Now and then, as the book proceeds, its attention slides away from Boone. Jill leaves his side and finds memories of her own death returning: a grotesque murder, as it turns out, for which the killer was never punished. She periodically wanders next door to watch the wedding, which progresses throughout the novel alongside Boone’s decline. These are not really distractions, of course—the book is too tightly constructed for that. Jill’s superhuman empathy for her unrebuked murderer, her ability to share his emotions and thereby see him not as an evildoer but as “an inevitable occurrence,” offers us one way to understand Boone, though she herself struggles to maintain that attitude. And eventually Jill searches the minds of the wedding guests to see whether they, too, are aware of the climate collapse the spirits are haranguing Boone about. She sends her “alertness out in every direction” at the party and finds that “yes, they were. Many of them knew about it, believed in it. But were carrying on.”
These glimpses of the wedding are among the book’s liveliest moments—the bride and groom sneaking off to canoodle in the pantry, which “was, they felt, proof of the daring, special, epic love-bond between them”; a guest whose husband is unfaithful putting on a brave face for “Joyce Jackson, a bright-eyed TV interviewer in her mind,” as she sits alone watching him gaze at his mistress, also a guest at the wedding. The book snaps into focus when it ignores its own great subject in favor of the grubby resentments and delusions that have always powered Saunders’s work. It makes, that is, a strong case for carrying on.
Saunders leaves it to us to connect the guests’ unconcern to the propaganda Boone and his kind have spread for decades. Jill does her best to spare him any suffering, in the end, though the book condemns him instead to join the Frenchman in his endless quest to convince other climate sinners of their crimes—becoming a hopeless Jacob Marley, “a form of Hell,” as Saunders puts it in the outline.
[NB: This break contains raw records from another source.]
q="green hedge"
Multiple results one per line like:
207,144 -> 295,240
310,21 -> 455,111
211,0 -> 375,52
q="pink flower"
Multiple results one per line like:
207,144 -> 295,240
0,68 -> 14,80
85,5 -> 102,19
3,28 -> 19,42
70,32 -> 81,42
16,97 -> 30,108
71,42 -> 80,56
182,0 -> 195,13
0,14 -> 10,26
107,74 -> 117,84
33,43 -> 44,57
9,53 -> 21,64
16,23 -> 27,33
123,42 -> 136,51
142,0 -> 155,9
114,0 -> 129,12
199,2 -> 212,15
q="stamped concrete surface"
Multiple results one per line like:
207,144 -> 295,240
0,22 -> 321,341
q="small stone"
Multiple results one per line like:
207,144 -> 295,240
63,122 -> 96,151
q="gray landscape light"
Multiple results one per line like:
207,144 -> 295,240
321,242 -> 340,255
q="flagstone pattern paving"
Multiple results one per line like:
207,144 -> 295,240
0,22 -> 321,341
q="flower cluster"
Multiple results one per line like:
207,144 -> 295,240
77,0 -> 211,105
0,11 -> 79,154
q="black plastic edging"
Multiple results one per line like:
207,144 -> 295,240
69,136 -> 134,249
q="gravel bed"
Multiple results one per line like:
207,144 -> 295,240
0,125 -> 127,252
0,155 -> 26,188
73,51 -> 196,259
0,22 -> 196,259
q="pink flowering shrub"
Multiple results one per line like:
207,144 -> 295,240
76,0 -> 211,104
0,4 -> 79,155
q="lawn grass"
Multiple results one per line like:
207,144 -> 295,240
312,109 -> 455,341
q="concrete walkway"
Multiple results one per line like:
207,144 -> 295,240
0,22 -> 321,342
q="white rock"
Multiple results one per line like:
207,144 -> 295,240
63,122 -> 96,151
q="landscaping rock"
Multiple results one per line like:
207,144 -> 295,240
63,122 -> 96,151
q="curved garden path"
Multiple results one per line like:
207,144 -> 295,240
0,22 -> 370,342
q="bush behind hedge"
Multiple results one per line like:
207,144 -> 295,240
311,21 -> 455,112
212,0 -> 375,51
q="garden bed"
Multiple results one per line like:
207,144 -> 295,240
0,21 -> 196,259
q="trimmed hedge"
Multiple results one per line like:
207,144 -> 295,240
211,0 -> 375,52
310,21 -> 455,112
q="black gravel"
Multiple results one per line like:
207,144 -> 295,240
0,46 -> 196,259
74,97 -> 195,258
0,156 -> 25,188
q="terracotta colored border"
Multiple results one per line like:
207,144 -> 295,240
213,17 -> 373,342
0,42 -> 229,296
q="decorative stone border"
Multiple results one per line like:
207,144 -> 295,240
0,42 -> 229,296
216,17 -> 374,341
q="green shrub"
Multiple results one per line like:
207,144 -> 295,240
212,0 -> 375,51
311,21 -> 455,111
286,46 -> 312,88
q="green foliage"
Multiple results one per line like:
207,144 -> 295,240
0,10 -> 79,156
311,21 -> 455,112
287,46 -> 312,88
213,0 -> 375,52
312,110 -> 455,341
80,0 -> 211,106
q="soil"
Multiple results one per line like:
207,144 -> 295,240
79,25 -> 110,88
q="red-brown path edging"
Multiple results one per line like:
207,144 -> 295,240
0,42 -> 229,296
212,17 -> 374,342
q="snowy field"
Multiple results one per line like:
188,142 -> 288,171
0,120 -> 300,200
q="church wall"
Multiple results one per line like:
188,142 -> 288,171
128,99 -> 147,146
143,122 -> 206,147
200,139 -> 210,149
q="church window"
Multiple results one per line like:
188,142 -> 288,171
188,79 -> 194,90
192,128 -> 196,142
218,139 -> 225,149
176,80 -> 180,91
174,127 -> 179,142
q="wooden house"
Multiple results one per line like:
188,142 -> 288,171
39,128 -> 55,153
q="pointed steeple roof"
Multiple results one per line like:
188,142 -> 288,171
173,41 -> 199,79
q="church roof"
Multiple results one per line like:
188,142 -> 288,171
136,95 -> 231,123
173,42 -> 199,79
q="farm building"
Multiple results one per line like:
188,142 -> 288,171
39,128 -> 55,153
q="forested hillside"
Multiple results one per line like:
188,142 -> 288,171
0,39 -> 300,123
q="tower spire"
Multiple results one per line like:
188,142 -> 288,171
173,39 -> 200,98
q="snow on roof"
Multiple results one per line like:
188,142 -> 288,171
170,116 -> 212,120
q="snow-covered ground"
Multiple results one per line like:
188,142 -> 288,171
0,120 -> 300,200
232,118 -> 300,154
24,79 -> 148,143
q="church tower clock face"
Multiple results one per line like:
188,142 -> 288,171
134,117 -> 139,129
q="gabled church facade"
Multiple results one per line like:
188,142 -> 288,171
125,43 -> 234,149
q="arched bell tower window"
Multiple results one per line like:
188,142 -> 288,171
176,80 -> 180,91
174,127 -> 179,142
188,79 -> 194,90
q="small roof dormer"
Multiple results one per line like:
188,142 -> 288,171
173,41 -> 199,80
Vigil, in effect, turns against its own conception: repentance comes too late to matter, to Boone or to anyone else. All it brings is torment to one man, “possibly forever.” Blame changes nothing, can change nothing, at this late date, but nothing is offered in its place. It is part of the book’s unsatisfying, unsettling effect that it goes to such lengths to stage these questions and then negates every answer it offers. Its rage and despair never quite win out over its genial humanity, and never quite lose. The most moving predicament it presents is not Jill’s or Boone’s but the author’s: a writer writing against his own nature, as hard as he can, in the face of the catastrophe.